County Offaly


Home to Clonmacnoise, Birr Castle and vast swathes of wildlife-strewn bogland, Offaly is the hidden gem of Ireland’s Ancient East

Back in the 6th century, the monastic site of Clonmacnoise was one of the most important centres of learning in Europe – an early Christian crossroads famed for exporting art, learning and faith all over the continent. St Ciarán and his monks, who founded this beautiful place on the edge of the River Shannon, were clearly busy people: among the stone ruins at Clonmacnoise today you’ll find nine churches, three exquisite high crosses, an iconic 12th-century round tower and the traces of a cathedral. This is what Ireland’s Ancient East is all about!

Bog buddies

One-fifth of Offaly’s land area is covered by bog. Throughout Europe, ancient peatlands like these have largely disappeared, but the Irish Midlands still have plenty around to prove just how abundant in wildlife these mysterious places can be.

Full of intricate ecosystems and exotic flora and fauna, bogs are little universes unto themselves. Take Clara – despite being only 460 hectares in size, it’s one of the best remaining examples of an intact raised bog in western Europe.

The new visitor centre here tells a story some 10,000 years in the making – from the bog’s genesis in an ancient lake to the famine roads dug by 19th century labourers, to the sphagnum moss and sundew plants spread across it today.
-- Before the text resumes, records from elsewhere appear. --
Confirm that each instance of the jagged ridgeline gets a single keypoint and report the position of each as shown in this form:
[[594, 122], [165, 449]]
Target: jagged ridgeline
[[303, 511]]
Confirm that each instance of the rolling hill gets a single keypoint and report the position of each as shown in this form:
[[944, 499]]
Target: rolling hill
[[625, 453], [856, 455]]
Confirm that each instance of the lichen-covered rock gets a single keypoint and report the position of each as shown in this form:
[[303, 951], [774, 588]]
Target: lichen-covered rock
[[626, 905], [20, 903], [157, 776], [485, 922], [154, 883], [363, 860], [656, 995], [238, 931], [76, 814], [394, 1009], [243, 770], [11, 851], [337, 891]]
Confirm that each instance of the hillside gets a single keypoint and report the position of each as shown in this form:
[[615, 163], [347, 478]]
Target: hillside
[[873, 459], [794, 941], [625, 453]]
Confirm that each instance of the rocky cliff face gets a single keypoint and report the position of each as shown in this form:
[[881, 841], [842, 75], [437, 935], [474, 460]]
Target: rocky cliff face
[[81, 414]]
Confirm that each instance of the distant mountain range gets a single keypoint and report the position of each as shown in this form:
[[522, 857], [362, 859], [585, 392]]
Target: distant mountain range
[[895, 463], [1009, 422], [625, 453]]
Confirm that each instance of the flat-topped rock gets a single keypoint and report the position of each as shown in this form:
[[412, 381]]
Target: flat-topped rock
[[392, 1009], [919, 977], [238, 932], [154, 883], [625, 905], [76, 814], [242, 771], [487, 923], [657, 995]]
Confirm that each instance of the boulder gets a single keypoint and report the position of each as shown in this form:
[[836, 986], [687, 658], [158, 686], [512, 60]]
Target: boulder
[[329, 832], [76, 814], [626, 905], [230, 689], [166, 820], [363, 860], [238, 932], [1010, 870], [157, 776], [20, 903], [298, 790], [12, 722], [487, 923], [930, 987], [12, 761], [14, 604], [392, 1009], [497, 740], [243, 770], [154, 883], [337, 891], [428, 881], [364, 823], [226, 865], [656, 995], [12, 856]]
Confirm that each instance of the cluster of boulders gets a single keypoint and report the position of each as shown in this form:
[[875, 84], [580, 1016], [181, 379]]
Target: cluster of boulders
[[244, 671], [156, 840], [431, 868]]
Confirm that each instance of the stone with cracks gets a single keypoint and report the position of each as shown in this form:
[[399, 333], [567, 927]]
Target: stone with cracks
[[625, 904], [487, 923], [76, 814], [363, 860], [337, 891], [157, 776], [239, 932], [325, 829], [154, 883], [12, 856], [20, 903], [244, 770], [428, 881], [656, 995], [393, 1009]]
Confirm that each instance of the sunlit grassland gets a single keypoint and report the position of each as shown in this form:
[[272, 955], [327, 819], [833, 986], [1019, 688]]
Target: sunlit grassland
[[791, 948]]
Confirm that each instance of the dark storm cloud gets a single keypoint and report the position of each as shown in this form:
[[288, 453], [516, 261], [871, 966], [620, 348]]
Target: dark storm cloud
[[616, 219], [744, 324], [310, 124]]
Another fascinating link to history was discovered in the boglands near Croghan Hill – an Iron Age “bog body” known as Old Croghan Man, estimated to be over 2,000 years old. Now on display in the National Museum of Ireland in Dublin, Croghan Man is believed to have died from a stab wound. 

Art in the park

More natural wonders can be explored in Lough Boora, where a 2012 “BioBlitz” recorded over 940 species. Amidst the thatches of bog cotton and tiny wild orchids here you’ll find cycle paths, picnic spots and a unique, 50-acre sculpture park.
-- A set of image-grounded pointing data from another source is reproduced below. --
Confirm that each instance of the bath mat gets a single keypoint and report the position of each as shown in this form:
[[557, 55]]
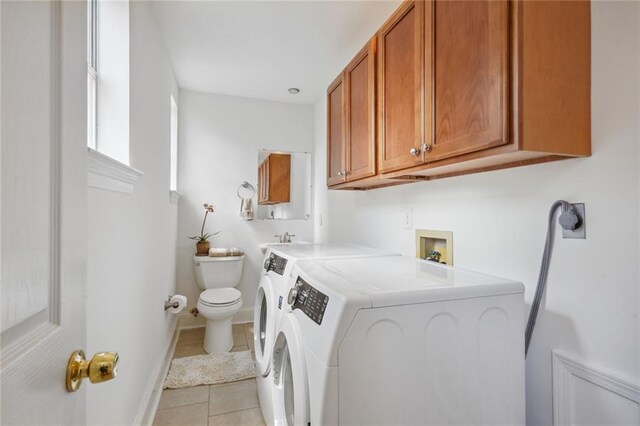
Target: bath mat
[[210, 369]]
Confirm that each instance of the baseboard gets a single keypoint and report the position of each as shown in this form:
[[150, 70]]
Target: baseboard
[[187, 320], [583, 394], [244, 315], [153, 391]]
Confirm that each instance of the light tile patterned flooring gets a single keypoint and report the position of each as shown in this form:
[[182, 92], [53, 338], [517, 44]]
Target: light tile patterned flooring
[[229, 404]]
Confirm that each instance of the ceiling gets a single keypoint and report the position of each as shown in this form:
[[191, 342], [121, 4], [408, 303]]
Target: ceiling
[[259, 49]]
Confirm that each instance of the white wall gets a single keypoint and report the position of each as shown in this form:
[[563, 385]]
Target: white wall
[[132, 240], [499, 219], [217, 150]]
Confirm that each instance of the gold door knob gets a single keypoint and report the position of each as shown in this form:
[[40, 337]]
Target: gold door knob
[[102, 367]]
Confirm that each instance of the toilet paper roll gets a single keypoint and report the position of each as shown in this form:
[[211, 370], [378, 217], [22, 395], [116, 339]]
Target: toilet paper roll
[[181, 303]]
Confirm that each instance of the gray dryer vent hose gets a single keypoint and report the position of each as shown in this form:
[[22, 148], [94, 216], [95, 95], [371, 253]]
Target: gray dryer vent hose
[[568, 220]]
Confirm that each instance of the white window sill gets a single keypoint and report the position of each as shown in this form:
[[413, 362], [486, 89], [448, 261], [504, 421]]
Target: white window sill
[[174, 196], [110, 174]]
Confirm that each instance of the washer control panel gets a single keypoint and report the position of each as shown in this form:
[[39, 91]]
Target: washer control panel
[[276, 264], [309, 300]]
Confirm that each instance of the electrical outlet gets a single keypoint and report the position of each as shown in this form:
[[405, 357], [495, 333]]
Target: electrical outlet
[[581, 231], [408, 218]]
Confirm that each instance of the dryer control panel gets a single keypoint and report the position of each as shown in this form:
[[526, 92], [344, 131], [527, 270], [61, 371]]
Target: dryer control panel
[[276, 264], [309, 300]]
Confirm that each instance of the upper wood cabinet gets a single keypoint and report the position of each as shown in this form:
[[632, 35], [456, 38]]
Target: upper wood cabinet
[[466, 76], [400, 88], [471, 86], [351, 140], [274, 179]]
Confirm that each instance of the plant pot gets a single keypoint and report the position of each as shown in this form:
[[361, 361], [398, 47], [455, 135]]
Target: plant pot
[[202, 249]]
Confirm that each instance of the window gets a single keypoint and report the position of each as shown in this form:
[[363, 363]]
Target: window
[[173, 186], [108, 96], [92, 74]]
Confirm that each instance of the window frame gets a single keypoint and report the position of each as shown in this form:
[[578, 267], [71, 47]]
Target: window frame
[[92, 74]]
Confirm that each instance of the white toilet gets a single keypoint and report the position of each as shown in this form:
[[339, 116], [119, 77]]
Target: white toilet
[[219, 301]]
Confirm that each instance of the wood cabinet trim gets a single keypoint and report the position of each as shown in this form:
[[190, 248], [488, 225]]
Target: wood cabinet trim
[[366, 53], [333, 180]]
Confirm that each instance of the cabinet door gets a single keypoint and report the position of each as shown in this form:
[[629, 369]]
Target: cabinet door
[[359, 81], [466, 76], [400, 92], [336, 148]]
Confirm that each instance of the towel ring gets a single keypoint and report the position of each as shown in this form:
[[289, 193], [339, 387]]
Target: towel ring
[[246, 185]]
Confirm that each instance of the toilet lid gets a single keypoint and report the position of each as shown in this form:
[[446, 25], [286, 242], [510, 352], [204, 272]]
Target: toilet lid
[[220, 296]]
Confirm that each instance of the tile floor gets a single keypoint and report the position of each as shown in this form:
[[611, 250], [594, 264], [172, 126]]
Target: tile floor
[[228, 404]]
The Sculpture Park route sees the work of artists who were inspired by the bogs’ rich natural and industrial legacy. Industrial materials found in the bog, such as locomotives, rail lines or timber and stone, have been used with the turf to create amazing season-changing sculptures that are now part of the landscape. 
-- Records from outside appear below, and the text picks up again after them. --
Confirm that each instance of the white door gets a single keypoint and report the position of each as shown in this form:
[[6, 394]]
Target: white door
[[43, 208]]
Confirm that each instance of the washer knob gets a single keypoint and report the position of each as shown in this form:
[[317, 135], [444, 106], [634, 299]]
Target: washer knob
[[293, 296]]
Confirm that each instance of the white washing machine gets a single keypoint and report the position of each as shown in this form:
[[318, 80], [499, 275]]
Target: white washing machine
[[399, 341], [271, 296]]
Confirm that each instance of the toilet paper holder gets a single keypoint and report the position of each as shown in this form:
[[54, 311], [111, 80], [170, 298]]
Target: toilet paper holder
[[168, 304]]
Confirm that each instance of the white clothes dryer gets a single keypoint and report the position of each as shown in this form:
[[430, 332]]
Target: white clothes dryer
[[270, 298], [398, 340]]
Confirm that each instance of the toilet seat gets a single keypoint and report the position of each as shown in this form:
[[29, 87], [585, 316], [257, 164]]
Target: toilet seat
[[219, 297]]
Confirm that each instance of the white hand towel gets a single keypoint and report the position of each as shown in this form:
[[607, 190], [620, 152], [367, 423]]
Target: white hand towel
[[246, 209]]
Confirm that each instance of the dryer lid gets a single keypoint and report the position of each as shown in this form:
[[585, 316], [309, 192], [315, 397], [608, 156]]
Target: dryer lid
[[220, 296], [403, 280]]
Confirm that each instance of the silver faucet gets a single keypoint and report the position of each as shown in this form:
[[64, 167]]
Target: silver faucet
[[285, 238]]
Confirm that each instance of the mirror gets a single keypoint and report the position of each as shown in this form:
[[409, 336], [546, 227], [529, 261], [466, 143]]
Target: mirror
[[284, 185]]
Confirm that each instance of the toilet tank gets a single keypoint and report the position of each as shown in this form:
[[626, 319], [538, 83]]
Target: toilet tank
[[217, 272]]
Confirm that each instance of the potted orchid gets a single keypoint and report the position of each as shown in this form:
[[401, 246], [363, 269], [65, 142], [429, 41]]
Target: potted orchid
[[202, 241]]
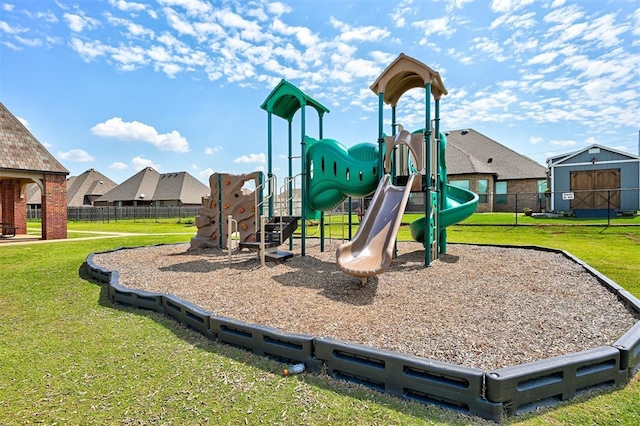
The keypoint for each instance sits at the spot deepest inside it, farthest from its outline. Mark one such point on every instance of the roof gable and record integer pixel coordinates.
(488, 155)
(140, 186)
(180, 186)
(149, 185)
(585, 154)
(90, 183)
(20, 150)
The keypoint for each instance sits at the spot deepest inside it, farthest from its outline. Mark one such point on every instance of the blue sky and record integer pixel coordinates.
(118, 85)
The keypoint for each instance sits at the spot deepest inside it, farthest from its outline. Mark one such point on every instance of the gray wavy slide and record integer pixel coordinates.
(371, 250)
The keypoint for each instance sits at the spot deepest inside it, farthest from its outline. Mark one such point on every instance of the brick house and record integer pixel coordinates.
(82, 190)
(24, 160)
(150, 188)
(504, 180)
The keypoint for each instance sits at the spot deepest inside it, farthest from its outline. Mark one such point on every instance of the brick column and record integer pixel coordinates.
(14, 208)
(54, 207)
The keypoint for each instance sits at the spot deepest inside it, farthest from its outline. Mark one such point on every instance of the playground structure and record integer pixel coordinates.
(392, 169)
(398, 165)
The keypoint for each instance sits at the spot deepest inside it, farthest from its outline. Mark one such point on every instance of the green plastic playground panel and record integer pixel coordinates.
(459, 205)
(335, 172)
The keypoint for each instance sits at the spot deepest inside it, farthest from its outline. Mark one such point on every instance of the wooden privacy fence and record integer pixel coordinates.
(113, 213)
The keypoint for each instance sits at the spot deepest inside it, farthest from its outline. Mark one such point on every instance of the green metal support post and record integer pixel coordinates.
(427, 181)
(269, 161)
(290, 187)
(380, 135)
(320, 132)
(303, 155)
As well as its early religious achievements, Offaly was the site of a great scientific success, when the spiral nature of certain galaxies was observed for the first time through the historic Birr Telescope.

The “Leviathan”, built in the 1840s and shaped like a big, black canon, is the centrepiece of Birr Castle demesne. For 70 years this was the largest telescope in the world. It still works. And it’s still as much an object of marvel as the stars it observes.